Write a function *preprocess* that iterates over all the data files and creates a single vocabulary, containing all the tokens in the data. **Our token definition is a single UTF-8 encoded character**. So, the vocabulary list is a simple Python list of all the characters that you see at least once in the data.

In [None]:
def preprocess():
  current_set = set()

  for name in glob.glob('nlp-course/lm-languages-data-new/*.csv'):
    if 'test' not in name:
      id = pd.read_csv(name)
            
      for i in id.index:
        add = set(id.iloc[i,1])
        current_set =  current_set | add 

  vocabulary = list(current_set)
  return vocabulary

**Part 2**

Write a function lm that generates a language model from a textual corpus. The function should return a dictionary (representing a model) where the keys are all the relevant n-1 sequences, and the values are dictionaries with the n_th tokens and their corresponding probabilities to occur. For example, for a trigram model (tokens are characters), it should look something like:

{
  "ab":{"c":0.5, "b":0.25, "d":0.25},
  "ca":{"a":0.2, "b":0.7, "d":0.1}
}

which means for example that after the sequence "ab", there is a 0.5 chance that "c" will appear, 0.25 for "b" to appear and 0.25 for "d" to appear.

Note - You should think how to add the add_one smoothing information to the dictionary and implement it.

In [None]:
def add_start_end(row, n):
  row = 'א'*(n-1) + row + 'ת'
  return row

def lm(n, vocabulary, data_file_path, add_one):
  # n - the n-gram to use (e.g., 1 - unigram, 2 - bigram, etc.)
  # vocabulary - the vocabulary list (which you should use for calculating add_one smoothing)
  # data_file_path - the data_file from which we record probabilities for our model
  # add_one - True/False (use add_one smoothing or not)

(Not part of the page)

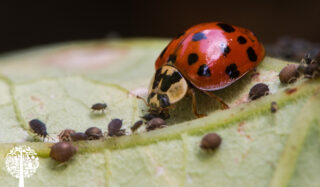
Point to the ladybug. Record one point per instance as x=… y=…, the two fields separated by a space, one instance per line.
x=208 y=57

  df = pd.read_csv(data_file_path)
  n_gram_dictionary = collections.Counter()
  n_minus_1_gram_dict = collections.Counter()

  # Add start and end chars
  df['tweet_text'] = df.apply(lambda data: add_start_end(data['tweet_text'], n),axis=1, result_type='expand')  
  
  # Split the data to n-grams
  for i in df.index:
    tokens = str(df.iloc[i, 1])
    line_length = len(tokens)
    if line_length > 0:
      manual_partial_ngram = []
      manual_partial_ngram_minus_1 = []
      for j in range(line_length-n):
        nword_split = tuple(list(tokens[j:j+n]))
        manual_partial_ngram.append(nword_split)
        nword_split_minus_1 = tuple(list(tokens[j:j+n-1]))
        manual_partial_ngram_minus_1.append(nword_split_minus_1)

    n_gram_dictionary.update(manual_partial_ngram)
    n_minus_1_gram_dict.update(manual_partial_ngram_minus_1)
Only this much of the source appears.